Quantiphi (4.2/5) scores higher overall, but "better" depends on your use case. Quantiphi is better for enterprises standardized on AWS wanting a partner with the deepest documented AWS AI/ML partnership credentials in this comparison.. Persistent Systems is better for mid-market and enterprise buyers wanting a publicly traded, multi-cloud certified partner with pre-built MLOps and explainable-AI accelerators..
How do Quantiphi and Persistent Systems differ in pricing?
Quantiphi uses not published; enterprise project engagements pricing with a minimum engagement of Not published. Persistent Systems uses not published; enterprise project engagements pricing with a minimum engagement of Not published. Neither firm publishes a full rate card; a discovery call is required for project-specific quotes.
Which is better for enterprise: Quantiphi or Persistent Systems?

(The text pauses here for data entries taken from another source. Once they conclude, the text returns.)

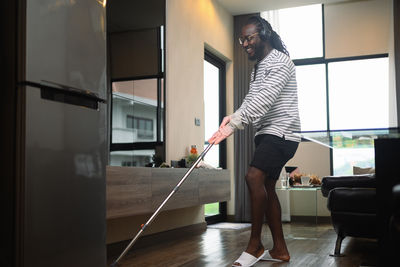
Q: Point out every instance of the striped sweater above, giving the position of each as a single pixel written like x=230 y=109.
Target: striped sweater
x=271 y=105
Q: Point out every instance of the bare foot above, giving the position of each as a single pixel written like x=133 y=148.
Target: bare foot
x=280 y=255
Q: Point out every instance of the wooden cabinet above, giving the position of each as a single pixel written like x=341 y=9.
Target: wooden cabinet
x=140 y=190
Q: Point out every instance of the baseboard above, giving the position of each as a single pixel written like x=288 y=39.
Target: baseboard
x=115 y=249
x=230 y=218
x=311 y=219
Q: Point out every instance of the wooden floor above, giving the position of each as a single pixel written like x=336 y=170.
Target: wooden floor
x=309 y=245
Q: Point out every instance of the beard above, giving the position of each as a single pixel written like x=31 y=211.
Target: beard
x=258 y=52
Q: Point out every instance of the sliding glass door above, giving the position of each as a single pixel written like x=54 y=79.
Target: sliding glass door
x=214 y=111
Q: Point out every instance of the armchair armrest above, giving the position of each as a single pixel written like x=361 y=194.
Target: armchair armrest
x=359 y=200
x=352 y=181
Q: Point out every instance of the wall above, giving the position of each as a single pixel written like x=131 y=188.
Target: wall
x=192 y=25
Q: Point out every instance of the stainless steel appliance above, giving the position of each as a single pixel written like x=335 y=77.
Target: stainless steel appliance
x=64 y=133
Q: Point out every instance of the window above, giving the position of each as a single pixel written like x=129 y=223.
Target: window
x=137 y=115
x=143 y=126
x=344 y=93
x=300 y=28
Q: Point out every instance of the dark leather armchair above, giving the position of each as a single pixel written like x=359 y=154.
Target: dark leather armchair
x=353 y=206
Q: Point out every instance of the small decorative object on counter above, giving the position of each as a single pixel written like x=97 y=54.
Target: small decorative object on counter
x=193 y=149
x=192 y=156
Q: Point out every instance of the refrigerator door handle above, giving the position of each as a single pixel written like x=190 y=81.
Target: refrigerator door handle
x=66 y=94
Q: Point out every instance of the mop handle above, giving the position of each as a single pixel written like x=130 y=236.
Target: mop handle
x=143 y=226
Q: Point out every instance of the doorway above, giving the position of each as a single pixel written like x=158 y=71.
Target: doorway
x=214 y=103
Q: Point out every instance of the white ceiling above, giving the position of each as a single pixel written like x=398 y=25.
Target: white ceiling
x=240 y=7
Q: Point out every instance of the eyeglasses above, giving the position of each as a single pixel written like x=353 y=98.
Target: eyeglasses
x=247 y=38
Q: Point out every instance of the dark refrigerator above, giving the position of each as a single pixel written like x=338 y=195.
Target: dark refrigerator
x=63 y=133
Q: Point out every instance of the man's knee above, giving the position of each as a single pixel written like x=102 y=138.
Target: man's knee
x=255 y=176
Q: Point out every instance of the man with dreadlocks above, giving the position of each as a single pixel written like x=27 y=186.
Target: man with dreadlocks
x=271 y=106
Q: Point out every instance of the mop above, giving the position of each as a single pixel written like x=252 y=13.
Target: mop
x=144 y=226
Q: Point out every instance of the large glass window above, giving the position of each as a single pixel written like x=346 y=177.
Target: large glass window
x=359 y=94
x=336 y=93
x=300 y=28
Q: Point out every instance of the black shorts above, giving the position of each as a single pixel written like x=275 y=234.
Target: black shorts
x=272 y=153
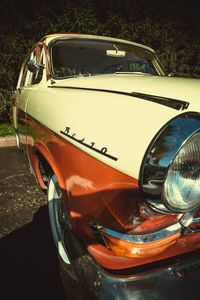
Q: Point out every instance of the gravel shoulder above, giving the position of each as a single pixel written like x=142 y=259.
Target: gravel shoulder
x=28 y=260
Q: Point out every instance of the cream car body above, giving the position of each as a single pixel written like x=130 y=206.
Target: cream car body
x=91 y=136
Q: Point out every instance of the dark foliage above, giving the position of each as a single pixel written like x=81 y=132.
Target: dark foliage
x=171 y=27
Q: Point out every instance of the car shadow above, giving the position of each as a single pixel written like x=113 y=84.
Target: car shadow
x=28 y=262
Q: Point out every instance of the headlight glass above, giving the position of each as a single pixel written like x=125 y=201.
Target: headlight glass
x=182 y=185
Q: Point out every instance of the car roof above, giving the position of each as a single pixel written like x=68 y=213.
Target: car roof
x=51 y=37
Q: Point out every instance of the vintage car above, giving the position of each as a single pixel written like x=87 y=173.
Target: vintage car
x=115 y=143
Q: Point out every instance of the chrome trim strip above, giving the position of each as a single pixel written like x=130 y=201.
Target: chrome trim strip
x=170 y=102
x=139 y=238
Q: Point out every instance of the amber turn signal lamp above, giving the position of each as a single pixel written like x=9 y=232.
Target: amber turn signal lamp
x=136 y=250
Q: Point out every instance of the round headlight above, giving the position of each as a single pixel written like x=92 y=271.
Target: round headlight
x=181 y=190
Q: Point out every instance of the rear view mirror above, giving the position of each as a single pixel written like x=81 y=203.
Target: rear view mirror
x=33 y=67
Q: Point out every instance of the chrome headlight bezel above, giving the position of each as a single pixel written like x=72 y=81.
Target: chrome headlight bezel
x=160 y=156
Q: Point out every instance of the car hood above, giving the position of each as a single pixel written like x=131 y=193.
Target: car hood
x=184 y=89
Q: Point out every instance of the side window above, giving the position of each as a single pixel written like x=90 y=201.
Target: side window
x=25 y=73
x=38 y=57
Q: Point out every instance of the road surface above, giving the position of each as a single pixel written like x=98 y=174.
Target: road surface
x=28 y=262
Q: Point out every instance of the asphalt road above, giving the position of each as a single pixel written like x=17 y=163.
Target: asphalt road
x=28 y=261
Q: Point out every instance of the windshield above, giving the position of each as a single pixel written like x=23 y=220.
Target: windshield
x=79 y=57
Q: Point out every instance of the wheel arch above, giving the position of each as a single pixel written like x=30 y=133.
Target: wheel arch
x=41 y=154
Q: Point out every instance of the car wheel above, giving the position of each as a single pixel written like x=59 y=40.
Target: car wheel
x=58 y=217
x=60 y=224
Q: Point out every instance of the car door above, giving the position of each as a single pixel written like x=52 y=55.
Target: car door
x=27 y=84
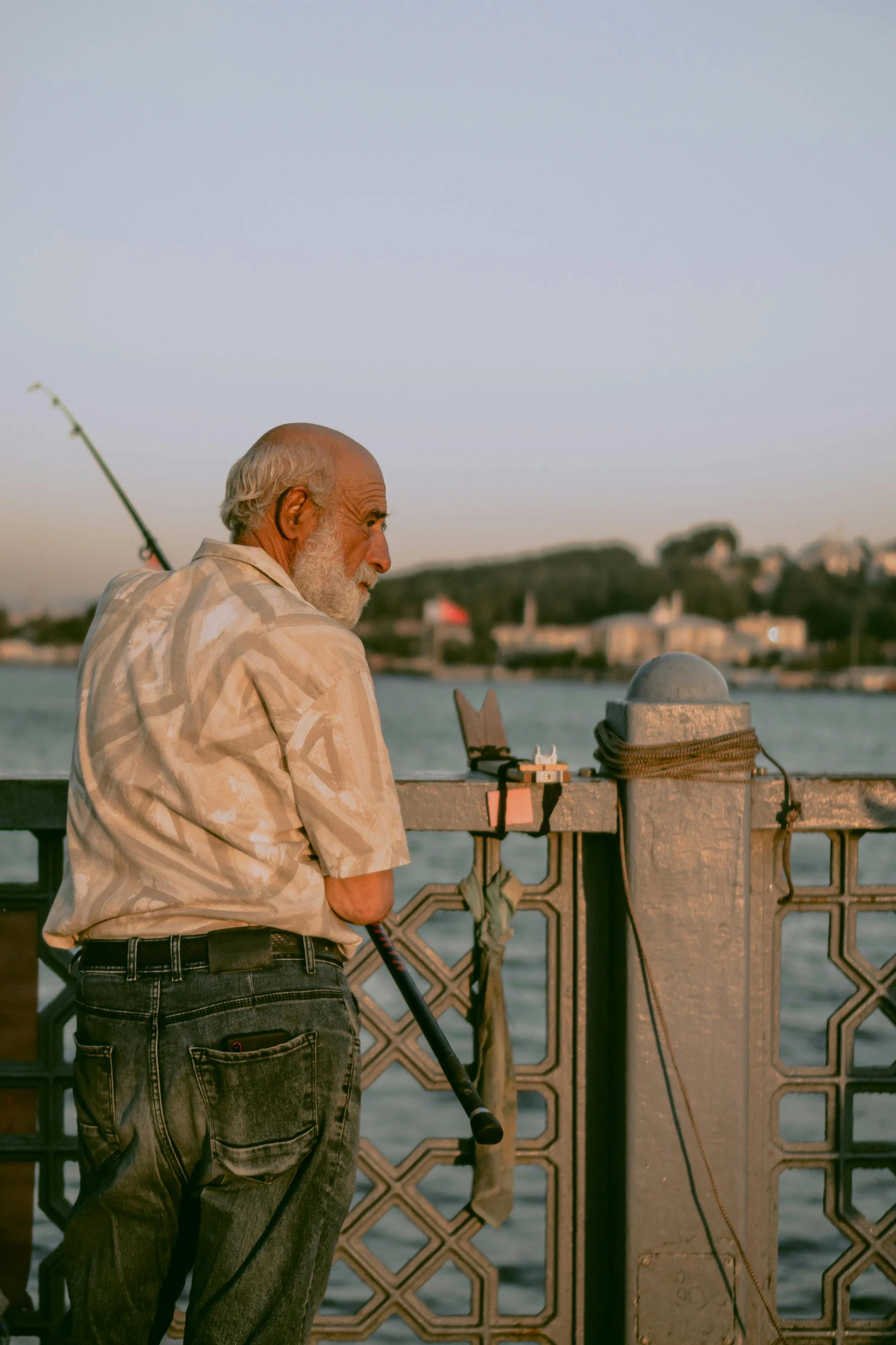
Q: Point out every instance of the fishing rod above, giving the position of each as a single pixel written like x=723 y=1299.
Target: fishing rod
x=151 y=549
x=487 y=1129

Quantiphi is the larger team and typically the better enterprise-scale choice. For very large programmes, verify team size and compliance coverage directly with each company before shortlisting.
What are the main differences between Quantiphi and Persistent Systems?
Quantiphi's primary differentiator is: deepest aws-specific partnership credentials among firms researched, including aws genai innovation center preferred-partner status.. Persistent Systems's primary differentiator is: purpose-built dxh accelerator suite for mlops and bias detection, plus a specific everest group leader ranking in the mid-market data & ai segment rather than only the largest enterprise tier.. They also differ in team size (1,001–5,000 vs 10,000+), minimum engagement (Not published vs Not published), and primary industries served (Public sector, Healthcare vs Healthcare, Financial services).
Last reviewed: July 2026. Verify all details directly with each company before making a decision.